This is really really cool. Last week Arcade Fire, Google and artist Chris Milk, launched “The Wilderness Downtown“, an interactive video set to the band’s melancholy track “We Used to Wait.” Basically you type in the address of the home you grew up in and then it uses Google Maps and Google Street View to mix images of your childhood house into the video. Below is an image from my childhood home. We did actually have a house, but it was in a constant state of being built. In the meantime, we spent a lot of time sitting in dirt.
It also gets you to write a letter to your younger self, which is integrated into the clip, too.
It’s all a bit nerdy and is mostly about showcasing Google Chrome (which you download …free) and HTML5. Pundits are saying it’s The Future (man!) of music videos.
Whatever. I like the nostalgic nudge it provides.
The lyrics of the song that forms the soundtrack go like this:
I used to write, I used to write letters I used to sign my name I used to sleep at night Before the flashing lights settled deep in my brain But by the time we met By the time we met the times had already changed So I never wrote a letter I never took my true heart I never wrote it down So when the lights cut out I was left standing in the wilderness downtown
I used to write letters. I wrote a lot and sometimes I still do. When I’m agitated I write to myself, like I’m writing to the little girl inside who is a little bewildered by All That Life Is.
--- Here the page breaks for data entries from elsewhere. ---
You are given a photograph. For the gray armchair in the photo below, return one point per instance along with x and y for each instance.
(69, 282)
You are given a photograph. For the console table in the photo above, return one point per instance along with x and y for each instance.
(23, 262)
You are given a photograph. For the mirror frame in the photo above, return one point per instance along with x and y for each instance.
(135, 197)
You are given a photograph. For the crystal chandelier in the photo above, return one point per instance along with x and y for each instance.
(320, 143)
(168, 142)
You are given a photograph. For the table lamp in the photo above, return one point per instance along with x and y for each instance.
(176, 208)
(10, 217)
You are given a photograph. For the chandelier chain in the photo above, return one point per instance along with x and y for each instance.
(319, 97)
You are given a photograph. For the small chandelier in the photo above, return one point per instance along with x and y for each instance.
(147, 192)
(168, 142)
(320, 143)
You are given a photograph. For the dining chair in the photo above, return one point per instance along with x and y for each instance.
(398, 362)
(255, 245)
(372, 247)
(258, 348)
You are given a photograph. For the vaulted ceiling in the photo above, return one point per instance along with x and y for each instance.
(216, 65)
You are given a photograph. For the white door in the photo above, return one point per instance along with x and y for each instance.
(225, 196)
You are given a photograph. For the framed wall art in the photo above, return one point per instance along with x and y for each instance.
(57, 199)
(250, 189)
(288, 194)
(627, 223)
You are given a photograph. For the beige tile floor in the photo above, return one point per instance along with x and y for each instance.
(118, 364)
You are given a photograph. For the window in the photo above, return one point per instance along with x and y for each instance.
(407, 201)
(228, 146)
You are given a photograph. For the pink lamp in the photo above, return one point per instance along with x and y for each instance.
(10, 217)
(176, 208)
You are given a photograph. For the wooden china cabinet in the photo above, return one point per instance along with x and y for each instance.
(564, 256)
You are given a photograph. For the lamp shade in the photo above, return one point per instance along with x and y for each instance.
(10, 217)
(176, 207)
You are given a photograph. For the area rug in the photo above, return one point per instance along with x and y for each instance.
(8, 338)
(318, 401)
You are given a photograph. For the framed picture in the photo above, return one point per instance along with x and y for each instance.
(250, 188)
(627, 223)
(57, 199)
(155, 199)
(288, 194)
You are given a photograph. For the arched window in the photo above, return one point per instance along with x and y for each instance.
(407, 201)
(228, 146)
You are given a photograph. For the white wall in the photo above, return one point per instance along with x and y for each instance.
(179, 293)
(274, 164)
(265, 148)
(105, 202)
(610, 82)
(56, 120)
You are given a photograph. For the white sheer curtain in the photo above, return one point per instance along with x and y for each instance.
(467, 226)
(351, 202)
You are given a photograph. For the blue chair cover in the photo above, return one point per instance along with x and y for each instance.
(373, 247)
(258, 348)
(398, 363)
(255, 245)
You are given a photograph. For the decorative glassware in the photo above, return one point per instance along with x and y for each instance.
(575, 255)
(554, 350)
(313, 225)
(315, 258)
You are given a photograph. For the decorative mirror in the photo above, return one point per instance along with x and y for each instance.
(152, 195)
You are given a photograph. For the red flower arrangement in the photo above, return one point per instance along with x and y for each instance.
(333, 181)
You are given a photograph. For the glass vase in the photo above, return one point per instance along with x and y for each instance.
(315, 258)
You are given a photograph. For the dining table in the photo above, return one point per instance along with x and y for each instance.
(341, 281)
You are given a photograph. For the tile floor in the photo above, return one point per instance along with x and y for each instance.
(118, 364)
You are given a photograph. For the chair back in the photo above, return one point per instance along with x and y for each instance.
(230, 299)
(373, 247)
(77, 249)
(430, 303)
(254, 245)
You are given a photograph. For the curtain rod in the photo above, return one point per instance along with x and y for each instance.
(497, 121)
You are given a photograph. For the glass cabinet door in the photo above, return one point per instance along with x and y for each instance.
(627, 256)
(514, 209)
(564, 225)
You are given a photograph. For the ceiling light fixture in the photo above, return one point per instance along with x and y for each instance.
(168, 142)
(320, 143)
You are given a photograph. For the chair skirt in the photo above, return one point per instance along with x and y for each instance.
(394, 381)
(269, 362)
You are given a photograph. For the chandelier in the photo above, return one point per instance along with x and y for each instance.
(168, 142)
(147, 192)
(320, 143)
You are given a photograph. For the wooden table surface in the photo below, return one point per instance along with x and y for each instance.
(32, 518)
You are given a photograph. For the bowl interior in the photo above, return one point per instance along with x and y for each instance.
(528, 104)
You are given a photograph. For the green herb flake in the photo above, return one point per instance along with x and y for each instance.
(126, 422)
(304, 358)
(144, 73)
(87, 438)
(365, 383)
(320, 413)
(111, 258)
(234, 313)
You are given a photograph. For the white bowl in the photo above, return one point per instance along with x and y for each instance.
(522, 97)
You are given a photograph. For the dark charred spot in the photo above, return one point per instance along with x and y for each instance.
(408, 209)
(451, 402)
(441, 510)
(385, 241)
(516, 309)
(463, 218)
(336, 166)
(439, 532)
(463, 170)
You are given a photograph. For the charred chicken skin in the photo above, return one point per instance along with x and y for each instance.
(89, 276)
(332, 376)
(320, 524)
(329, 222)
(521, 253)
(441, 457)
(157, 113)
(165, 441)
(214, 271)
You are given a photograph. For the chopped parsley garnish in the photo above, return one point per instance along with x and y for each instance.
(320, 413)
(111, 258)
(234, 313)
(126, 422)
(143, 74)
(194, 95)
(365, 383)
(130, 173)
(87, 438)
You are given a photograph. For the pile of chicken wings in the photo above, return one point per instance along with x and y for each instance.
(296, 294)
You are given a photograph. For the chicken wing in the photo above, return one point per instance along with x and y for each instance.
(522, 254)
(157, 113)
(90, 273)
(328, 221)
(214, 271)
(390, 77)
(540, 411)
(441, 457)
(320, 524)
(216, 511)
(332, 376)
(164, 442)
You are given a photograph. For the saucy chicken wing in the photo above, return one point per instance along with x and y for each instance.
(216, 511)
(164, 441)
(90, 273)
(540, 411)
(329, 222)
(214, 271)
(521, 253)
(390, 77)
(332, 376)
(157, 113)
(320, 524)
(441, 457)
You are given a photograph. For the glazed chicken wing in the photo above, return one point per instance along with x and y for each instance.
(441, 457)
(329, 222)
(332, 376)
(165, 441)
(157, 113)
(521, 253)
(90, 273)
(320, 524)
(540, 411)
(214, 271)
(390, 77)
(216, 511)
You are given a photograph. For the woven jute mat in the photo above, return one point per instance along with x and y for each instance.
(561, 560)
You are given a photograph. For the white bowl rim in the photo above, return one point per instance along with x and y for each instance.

Writing it down unfurls my true heart. Nothing magical in that. It’s just a process that gives attention to my true heart.
The song continues:
oooo we used to wait oooo we used to wait oooo we used to wait Sometimes it never came (oooo we used to wait) Sometimes it never came (oooo we used to wait) Still moving through the pain (oooooo)
We used to wait, it’s true! And often it didn’t come – letters, responses, phone calls, answers. Nothing was instant nor guaranteed. Which was kind of good. Sometimes there was not much we could do other than move through the pain of the uncertainty. Now days, there’s always a way to make things happen, faster or from thin air. Which puts untold pressure on us. Waiting and accepting…it was kind of a blessing, really.
Anyway, I put in the address of the patch of dirt in the country outside Canberra where I grew up. I haven’t been out there since the family had to leave when I was 16. You can check it out here if you can’t be bothered to make your own. I got quite emotional seeing the dry bushland that used to overwhelm me as a kid. So much nothingness. So much brown. A lot of loneliness and dry awkwardness. And goats. Goats and dry dams and dirt. Below are Billy the dog, a goat and one of my brothers, Simon, and sister Jane.
In the bit where they invite you to write a letter to the you that used to live there, I wrote this:
Everything is going to be OK and the dirt will define you.
What would you tell yourself? Do you prefer waiting and just sitting through the pain? Are we all a bit tired of not being able to simply wait?